Social Networking is abuzz with excitement. Friendstrer has reportedly raised USD 13 million from Kleiner Perkins and Benchmark. WSJ takes a look at some are calling as a bubble:
Most of the social-networking sites operate on the same basic idea: connecting people to new people. In the case of Friendster, an individual — say person A — creates a personal profile and invites friends B, C and D to join with their friends; B accepts and brings in his buddies, as does C, who brings in her friends, and so on, enabling person A to meet friends of friends of friends. Friendster connects to “four degrees of separation,” Mr. Abrams, who founded Friendster, says.
“They’re obviously growing by leaps and bounds and spending no money on marketing,” says Mr. Doerr. “That they’re using very powerful human relationships to connect is really at the core of what makes this for me quite compelling.”
Ethan Watters, author of “Urban Tribes,” a recent book that examines friendships among young, unmarried urbanites, says Friendster has caught on with this group because the complicated tasks that confront them — finding a job, a friend, an apartment, a date or a used-car deal — are facilitated by connections.

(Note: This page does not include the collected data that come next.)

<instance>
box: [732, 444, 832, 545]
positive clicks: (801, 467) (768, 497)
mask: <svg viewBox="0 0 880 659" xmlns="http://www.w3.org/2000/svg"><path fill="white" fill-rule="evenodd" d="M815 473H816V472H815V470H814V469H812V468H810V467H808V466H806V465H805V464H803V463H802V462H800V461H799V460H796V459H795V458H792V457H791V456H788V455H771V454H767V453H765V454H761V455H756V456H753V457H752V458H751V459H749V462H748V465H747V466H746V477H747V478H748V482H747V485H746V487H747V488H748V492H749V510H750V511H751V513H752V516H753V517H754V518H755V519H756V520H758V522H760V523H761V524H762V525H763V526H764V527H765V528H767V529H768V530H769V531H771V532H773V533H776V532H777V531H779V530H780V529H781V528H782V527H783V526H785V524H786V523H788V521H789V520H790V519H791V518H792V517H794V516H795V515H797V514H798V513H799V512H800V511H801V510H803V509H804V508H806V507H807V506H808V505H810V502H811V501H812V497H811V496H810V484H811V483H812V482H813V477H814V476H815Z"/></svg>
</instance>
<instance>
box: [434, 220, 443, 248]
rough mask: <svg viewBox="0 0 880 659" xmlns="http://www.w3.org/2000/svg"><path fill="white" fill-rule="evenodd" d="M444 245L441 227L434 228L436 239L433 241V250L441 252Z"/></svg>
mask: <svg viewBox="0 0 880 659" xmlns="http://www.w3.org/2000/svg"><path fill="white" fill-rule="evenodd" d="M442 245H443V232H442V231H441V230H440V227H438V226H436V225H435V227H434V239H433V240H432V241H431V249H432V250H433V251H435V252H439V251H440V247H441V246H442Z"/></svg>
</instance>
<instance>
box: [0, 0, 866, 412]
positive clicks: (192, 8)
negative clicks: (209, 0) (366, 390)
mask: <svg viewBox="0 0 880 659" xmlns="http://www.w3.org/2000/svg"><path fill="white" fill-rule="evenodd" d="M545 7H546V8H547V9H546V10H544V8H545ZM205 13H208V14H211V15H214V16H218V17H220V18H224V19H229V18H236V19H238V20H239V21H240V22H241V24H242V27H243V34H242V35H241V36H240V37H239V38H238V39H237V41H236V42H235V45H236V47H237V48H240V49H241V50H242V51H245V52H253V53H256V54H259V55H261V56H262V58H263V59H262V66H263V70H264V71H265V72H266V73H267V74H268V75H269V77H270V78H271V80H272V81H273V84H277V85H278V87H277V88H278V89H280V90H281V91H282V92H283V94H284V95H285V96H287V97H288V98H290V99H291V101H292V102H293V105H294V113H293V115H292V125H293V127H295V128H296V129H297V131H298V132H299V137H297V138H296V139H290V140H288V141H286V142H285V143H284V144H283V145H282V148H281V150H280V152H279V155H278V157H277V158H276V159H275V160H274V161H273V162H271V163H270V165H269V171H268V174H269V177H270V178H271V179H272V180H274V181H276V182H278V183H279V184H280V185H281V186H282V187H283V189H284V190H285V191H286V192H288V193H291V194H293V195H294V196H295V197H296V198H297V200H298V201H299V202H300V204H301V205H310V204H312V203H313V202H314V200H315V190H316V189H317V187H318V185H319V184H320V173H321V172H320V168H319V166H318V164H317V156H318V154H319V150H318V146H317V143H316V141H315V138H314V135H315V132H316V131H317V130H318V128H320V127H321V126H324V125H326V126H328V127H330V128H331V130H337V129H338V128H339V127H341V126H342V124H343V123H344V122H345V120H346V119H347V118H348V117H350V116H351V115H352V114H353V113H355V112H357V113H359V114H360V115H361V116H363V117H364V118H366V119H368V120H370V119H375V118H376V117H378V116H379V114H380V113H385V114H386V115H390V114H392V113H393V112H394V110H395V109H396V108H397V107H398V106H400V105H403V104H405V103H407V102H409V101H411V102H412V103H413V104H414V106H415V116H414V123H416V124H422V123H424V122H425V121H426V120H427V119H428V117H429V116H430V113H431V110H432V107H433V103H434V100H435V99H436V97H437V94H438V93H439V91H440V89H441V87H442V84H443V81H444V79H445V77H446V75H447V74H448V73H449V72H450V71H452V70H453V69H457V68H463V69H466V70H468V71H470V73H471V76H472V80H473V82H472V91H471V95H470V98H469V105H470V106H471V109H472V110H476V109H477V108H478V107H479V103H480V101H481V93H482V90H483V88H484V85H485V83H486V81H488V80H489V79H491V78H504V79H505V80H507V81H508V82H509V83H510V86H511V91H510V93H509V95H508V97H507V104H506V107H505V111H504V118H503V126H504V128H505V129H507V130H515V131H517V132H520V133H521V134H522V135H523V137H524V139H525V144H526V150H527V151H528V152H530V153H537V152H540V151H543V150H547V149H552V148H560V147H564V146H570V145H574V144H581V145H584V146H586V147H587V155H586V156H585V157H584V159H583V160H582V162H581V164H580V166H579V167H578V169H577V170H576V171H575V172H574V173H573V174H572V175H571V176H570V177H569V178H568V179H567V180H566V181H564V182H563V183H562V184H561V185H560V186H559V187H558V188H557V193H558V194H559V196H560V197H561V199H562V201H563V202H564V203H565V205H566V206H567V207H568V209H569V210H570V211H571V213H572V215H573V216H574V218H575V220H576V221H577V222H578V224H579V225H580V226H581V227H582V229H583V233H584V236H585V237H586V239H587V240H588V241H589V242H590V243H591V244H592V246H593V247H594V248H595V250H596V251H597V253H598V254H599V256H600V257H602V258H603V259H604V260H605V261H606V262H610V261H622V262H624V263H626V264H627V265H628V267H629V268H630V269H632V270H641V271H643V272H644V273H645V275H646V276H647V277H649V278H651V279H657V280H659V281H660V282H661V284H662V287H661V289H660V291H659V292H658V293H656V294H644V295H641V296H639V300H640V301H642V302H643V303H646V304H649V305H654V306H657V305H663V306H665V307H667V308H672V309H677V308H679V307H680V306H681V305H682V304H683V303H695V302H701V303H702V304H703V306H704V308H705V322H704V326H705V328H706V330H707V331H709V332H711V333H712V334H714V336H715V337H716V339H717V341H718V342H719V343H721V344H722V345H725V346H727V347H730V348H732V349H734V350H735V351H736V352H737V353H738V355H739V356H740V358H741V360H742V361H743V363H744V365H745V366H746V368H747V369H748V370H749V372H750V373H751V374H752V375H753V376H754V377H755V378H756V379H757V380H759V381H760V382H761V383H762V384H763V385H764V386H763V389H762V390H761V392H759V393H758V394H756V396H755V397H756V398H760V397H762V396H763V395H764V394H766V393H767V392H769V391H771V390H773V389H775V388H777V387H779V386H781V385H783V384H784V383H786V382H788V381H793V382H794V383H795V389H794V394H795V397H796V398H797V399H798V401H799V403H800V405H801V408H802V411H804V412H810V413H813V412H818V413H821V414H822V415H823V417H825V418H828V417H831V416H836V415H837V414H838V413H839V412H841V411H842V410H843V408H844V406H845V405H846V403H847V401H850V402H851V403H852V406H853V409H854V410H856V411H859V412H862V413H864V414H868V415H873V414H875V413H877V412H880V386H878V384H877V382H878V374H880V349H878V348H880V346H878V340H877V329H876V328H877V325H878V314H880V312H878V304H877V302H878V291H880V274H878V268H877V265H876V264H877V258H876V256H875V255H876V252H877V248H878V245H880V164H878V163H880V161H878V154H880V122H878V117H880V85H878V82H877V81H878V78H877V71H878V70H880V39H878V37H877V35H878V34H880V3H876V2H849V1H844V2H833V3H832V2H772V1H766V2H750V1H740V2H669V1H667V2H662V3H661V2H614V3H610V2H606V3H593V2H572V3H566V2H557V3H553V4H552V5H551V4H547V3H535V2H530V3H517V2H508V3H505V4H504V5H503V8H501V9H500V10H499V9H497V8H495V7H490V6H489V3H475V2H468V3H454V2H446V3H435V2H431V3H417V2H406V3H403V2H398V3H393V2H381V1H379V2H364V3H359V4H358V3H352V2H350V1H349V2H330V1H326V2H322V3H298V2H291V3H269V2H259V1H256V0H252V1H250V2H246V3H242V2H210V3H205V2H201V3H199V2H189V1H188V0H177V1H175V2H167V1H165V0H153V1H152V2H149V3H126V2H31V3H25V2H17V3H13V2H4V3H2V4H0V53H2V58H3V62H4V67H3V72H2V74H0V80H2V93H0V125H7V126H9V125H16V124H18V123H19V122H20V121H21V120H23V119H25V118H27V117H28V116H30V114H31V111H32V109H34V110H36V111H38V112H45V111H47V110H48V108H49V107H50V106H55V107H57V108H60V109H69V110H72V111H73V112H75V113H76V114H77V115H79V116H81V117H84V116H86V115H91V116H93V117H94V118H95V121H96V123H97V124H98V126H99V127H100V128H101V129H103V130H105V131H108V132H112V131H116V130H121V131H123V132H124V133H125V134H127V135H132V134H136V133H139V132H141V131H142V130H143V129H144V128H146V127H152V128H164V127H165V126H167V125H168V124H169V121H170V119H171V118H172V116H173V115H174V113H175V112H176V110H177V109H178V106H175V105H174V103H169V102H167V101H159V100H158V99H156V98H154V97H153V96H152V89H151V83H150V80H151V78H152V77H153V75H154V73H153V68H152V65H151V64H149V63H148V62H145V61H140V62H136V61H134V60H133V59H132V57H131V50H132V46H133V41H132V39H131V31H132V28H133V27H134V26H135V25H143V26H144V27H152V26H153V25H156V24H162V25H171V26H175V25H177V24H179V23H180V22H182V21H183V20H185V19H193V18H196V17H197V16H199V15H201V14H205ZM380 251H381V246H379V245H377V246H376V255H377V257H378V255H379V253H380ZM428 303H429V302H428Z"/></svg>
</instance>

Friendster’s users have eclectic aims, but some networking sites specialize. LinkedIn and Ryze.com, for example, focus on matters of employment. Tribe.net functions like online classifieds. (How better to buy a used car than from someone you know?) Meetup.com helped Democratic presidential hopeful Howard Dean with successful grass-roots fund raising. Emode gained steam as a place where users could take personality tests and then connect with like-minded friends.
Sites like Friendster have to be careful about how they grow, says Charlene Li, an analyst with Forrester Research Inc. in San Francisco. “The social networks are great as long as they are small,” she says. But “in order to have a business model, that requires scale, typically,” she adds. “Those two things are inherently in contradiction. It’s a fundamental challenge.”